Grayson staggered, leaning on the doorframe. He—who could flip entire markets with a single call—felt like an intruder in his own home.

One by one, the boys shared what had made them happy.

Aiden: “The smiley-face pancakes.”
Parker: “The story about the brave mouse.”
Cole, voice trembling: “I liked… that nobody yelled today.”

The words sliced him open.

When Emma finally looked up and saw him, she paled. The boys shrank behind her legs.

“Good evening,” Grayson managed.

But that night, he couldn’t sleep. Not after what he saw—not after what he missed.


The next morning, the household went into shock.

Grayson Hale showed up in the kitchen wearing jeans.

And sat with his sons for breakfast.

He watched the way Emma knew each boy—Cole’s triangle-shaped pancakes, Parker’s food-can’t-touch rule, Aiden’s syrup obsession. She knew them better than he did.

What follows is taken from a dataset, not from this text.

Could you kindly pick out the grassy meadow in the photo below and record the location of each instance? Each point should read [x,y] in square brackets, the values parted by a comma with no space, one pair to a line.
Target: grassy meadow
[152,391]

When he tried small talk, the boys answered carefully—until Parker murmured, “We like space because Mommy’s in the stars.”

No one had spoken Lila’s name in years. Not since he locked her memory away to avoid drowning in grief.

Emma met his eyes with steel-soft challenge: Don’t shut them out.

That night, Grayson promised to show them the stars.